Sunday, August 26, 2007

asia's gambling resort destination, macau, a former portuguese colony, is booming with construction and development. hotelier, casino mogul, and avid art collector , steve wynn has a franchise there, just down the road from a sands/venetian. the new york times discusses macau's vice boom in an article entitled: bigger than las vegas, that's macao's bet. clever.

but before all of these modern casinos were built, there was hotel lisboa, an eclectic and gaudy signature development on macau's strip.

of course, the newer casino hotels have the benefit of incorporating the newest technological innovations and can offer the most luxurious amenities. and yet, still, hotel lisboa stands alone as an original, at least in one respect: the bathrooms.

the beautiful nude on the wall is not the only design element to employ a faux bas relief aesthetic. at the urinal, while you stand on stainless steel nodes, you remain poised above the purge as the floor flushes around you. we are unsure if this has any actual public/personal health benefits of it it's all just for show.

Thursday, August 23, 2007

months into a deep cover assignment and only days away from breaking the story of 2007, seoulitary confinment's reporters have been outed!

posing as a tourist couple, one of our reporting teams was preparing an expose on the child labor practices of korean cultural event performance troupes. one particularly egregious violator was performing in seoul's city hall park - using the auspices of glorious korean tradition to exploit child labor. our crack team was busily snapping photos and mingling with some of the teen and pre-teen performers during a brief respite from the rigors of their abusive schedule. for example, the traditional korean mask pictured here is as grotesque as it is constricting. not only are these facades disturbingly ugly, but they also obstruct airflow.

these drums are piercingly loud. notice our reporter's cringe. with decibel levels like this, these poor children should all be wearing ear-plugs or some alternative form of cochlear protection.

having secured interviews and photographic evidence, the reporters were days away from taking the story to press, that is, until a competing news organization, the daily kimchi, ran photos of our reporters hard at work, exposing them and destroying the critically important guise of anonymity.

Seoul City Hall: Always Something To See

A group of people were doing some sort of cultural dance with costumes and the whole nine yards. After they finished, they left their equipment neatly laid out to take a break. Then, right after some people came by to take pictures—but they started putting on the masks! I don’t know if that was normal or not, but I should’ve joined in on the fun! Check out this couple:

I should've put this mask on

this is not seoulitary confinement's first encounter with the daily kimchi, but it is the most serendipitous. in an earlier confrontation, gdog at the daily responded to some unduly harsh criticism. read it here. and gdog's response.

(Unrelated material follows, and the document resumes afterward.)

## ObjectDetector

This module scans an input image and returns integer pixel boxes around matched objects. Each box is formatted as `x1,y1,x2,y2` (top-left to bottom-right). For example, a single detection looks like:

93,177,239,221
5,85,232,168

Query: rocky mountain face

by sheer numbers, the daily kimchi is (was?) one of seoul's most popular expatriate blogs, and merits high marks for its highly informative, exceptionally consistent posts and stellar photography. our reporters knew they were watching a master in the midst of his craft and sensing the propitious moment, snapped a picture. we should have said, "HOLLA." gdog and devante, your contributions will be missed. godspeed.

Wednesday, August 22, 2007

in agrarian societies, skin tone is a primary basis by which the culture delineates social status- the darker the skin, the more exposure to the sun from field labor, less time for education, fewer resources and leisure. this is much too simple an analysis for today's complex, dynamic, and globalized societies, but cultural norms ingrained over thousands of years and many generations are not quick to wane. the boston globe's vanessa e. jones wrote a much more thorough, but by no means exhaustive, report in 2004: Pride or prejudice? A formally taboo topic among Asian-Americans and Latinos comes out into the open as skin tone consciousness sparks a backlash

though the article makes no specific mention of korea, it does address the philippines. a december assignment to manila sent seoulitary confinement's reporters right into the fray, to a town where fair skin begets celebrity and every bar of soap holds the promise of washing the dark away.

in korea, the war against melanin manifests in different ways, but is no less intense. whitening creams, 화이트닝 크림 (hwa-ee-tuh-ning kuh-reem), populate store shelves and pervade the beauty supply marketplace. a quick search through korea's web portal yields a plethora of ads for various creams, powders, and salves.

the results also include a link to a korea herald article: Beauty industry targets Asian women`s obsession with white skin

Cosmetics companies will have us believe that there is hope in a jar.
After spending millions on independent and commissioned research, major cosmetics brands woo customers each season with their latest and best-to-date products.

This season it is the Asian women`s fixation with flawless, "white" skin that the beauty industry is focusing on. International as well as domestic brands have developed "whitening" or "brightening" products that claim to make the complexion as pure as snow.

at the dongdaemun (east gate) market, the artificial whitening trend has reached the height of absurdity.